Animals Asia Vietnam
Founded in 1998, Animals Asia promotes compassion and respect for all animals and works to bring about long-term change. They are dedicated to ending the barbaric trade in bear bile, which sees over 10,000 bears kept on bile farms in China and Vietnam.
I first came across Animals Asia and its inspirational founder, Jill Robinson, while researching moon bears. It wasn’t long before I found horrific images of bear bile farming. Bear bile is used in traditional Chinese medicine. The animals (mainly Asiatic black bears or moon bears) were originally hunted and killed, their gall bladders removed and the bile extracted.
As bear numbers plummeted, bear bile farms were established to meet escalating demand. The animals are kept in cages little bigger than the bears themselves. A permanent catheter is surgically implanted directly into the gall bladder, allowing the bile to be extracted while the animal is held in a crush cage. The procedure is every bit as brutal as it sounds and inflicts painful wounds, which often become infected, while the bears are starved to stimulate bile production. The bears are held in these conditions for years.
Animals Asia exists both to promote social and political change, through education and promoting the use of herbal and synthetic alternatives to bear bile, and to rescue bears from bear bile farms. The animals can never be released into the wild, but Animals Asia has two bear sanctuaries, one in China and one in Vietnam, where rescued animals are rehabilitated and given comfortable dens and semi-natural enclosures in the company of other bears.
Thanks to the tireless work of Animals Asia and its supporters, attitudes are changing. In 2017, after much public campaigning, the Vietnamese government announced a complete ban on bear bile farming by 2023. In the meantime, the charity’s bear sanctuary provides a crucial refuge for rescued bears to live out the remainder of their lives in as natural an environment as possible.
I’ve supported the work of Animals Asia for a long time, so when I visited Vietnam on a family holiday I jumped at the chance to visit their bear sanctuary near Hanoi. Hang, our guide, showed as around the 11 hectare site, which provides almost 30,000 sq m of outdoor enclosure space designed to stimulate the bears’ natural behaviour.
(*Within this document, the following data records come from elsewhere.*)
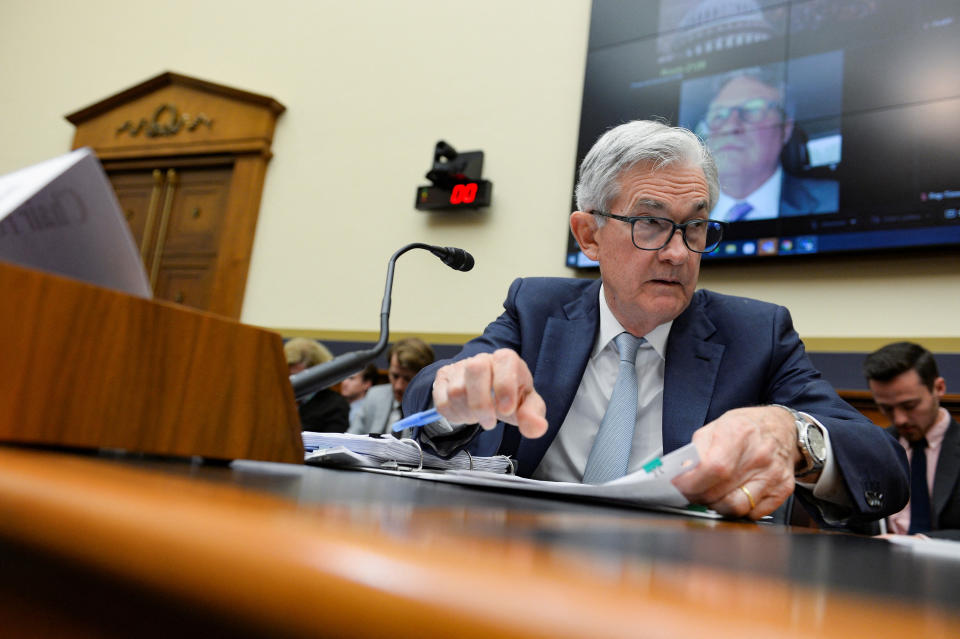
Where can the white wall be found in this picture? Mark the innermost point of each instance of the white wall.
(370, 86)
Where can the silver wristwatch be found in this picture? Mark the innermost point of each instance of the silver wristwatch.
(810, 442)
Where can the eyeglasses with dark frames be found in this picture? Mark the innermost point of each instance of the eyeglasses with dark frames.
(653, 233)
(751, 112)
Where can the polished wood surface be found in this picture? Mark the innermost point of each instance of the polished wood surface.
(84, 366)
(187, 159)
(281, 550)
(863, 402)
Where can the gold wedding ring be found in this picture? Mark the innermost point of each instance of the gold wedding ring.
(746, 492)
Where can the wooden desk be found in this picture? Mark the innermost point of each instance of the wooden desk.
(91, 546)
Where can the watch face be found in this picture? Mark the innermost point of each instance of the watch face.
(817, 445)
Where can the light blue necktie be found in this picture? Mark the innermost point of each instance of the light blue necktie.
(739, 211)
(610, 456)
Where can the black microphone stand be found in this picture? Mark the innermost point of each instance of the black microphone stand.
(329, 373)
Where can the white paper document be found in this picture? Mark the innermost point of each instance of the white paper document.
(649, 486)
(62, 216)
(386, 451)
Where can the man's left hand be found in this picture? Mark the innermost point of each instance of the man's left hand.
(753, 448)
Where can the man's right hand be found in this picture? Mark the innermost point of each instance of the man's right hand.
(488, 388)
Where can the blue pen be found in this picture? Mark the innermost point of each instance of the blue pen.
(417, 419)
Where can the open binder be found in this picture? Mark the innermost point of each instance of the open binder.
(388, 452)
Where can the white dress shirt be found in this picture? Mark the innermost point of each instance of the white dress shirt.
(566, 458)
(765, 201)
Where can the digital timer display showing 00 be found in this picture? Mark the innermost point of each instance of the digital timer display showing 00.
(471, 195)
(464, 193)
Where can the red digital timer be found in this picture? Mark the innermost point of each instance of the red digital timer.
(470, 195)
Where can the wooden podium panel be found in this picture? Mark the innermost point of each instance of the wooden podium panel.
(84, 366)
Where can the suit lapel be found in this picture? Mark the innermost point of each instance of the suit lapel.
(948, 468)
(690, 375)
(562, 357)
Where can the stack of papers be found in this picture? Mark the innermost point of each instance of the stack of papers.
(649, 487)
(386, 451)
(62, 216)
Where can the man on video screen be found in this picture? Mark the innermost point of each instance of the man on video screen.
(747, 126)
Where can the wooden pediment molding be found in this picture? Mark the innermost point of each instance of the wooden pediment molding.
(174, 114)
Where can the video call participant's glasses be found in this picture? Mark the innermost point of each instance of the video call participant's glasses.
(751, 112)
(653, 233)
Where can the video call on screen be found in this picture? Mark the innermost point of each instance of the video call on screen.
(857, 102)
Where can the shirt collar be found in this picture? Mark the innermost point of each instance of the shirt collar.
(610, 327)
(765, 200)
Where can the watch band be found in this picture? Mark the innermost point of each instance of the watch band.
(811, 462)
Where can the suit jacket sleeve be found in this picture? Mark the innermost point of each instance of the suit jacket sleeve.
(871, 463)
(504, 332)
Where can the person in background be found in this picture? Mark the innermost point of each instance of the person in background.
(746, 127)
(325, 411)
(355, 387)
(381, 407)
(585, 380)
(907, 388)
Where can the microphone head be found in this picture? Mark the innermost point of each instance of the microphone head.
(457, 258)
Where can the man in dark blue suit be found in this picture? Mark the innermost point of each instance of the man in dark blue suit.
(727, 373)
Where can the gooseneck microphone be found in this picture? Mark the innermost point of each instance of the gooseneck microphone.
(323, 375)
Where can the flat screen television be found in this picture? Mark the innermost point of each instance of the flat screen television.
(835, 123)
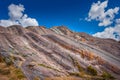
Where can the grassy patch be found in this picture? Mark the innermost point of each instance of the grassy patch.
(49, 67)
(91, 71)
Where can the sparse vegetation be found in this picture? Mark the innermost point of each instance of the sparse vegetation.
(8, 71)
(91, 71)
(107, 76)
(36, 78)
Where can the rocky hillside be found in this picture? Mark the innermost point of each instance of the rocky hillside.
(59, 54)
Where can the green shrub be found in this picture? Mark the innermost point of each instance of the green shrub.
(36, 78)
(91, 71)
(107, 76)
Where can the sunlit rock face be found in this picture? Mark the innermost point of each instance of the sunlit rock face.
(41, 52)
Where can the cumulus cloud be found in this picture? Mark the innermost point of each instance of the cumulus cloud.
(110, 32)
(99, 13)
(17, 17)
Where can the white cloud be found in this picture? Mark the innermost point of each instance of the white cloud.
(17, 17)
(110, 32)
(105, 17)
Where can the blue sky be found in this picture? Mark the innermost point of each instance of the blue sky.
(71, 13)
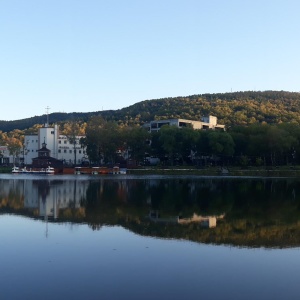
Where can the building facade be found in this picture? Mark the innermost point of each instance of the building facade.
(209, 122)
(59, 145)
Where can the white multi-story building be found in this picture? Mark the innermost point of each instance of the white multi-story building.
(209, 122)
(59, 145)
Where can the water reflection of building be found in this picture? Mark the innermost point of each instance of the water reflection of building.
(204, 221)
(49, 197)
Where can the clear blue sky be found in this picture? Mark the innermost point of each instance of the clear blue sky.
(89, 55)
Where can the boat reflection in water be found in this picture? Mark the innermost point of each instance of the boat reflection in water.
(204, 221)
(252, 213)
As well as meeting some of the bears, we were treated to a behind-the-scenes tour of the sanctuary’s facilities, which include a veterinary hospital, laboratory and kitchen filled with an array of delicious fruits and vegetables. I was delighted to hear that, despite the trauma of their former confinement, most of the bears brought to the sanctuary make a good recovery. I saw no evidence of stereotypical or stress behaviour and it’s clear the bears are comfortable and well cared for.
Sometimes it feels like there is only ever bad news when it comes to animal welfare and conservation, so it was a real pleasure to visit such a positive and successful project. Of course, there is still plenty of work to do, so I couldn’t leave without donating a moon bear sculpture to be auctioned at a fundraising auction.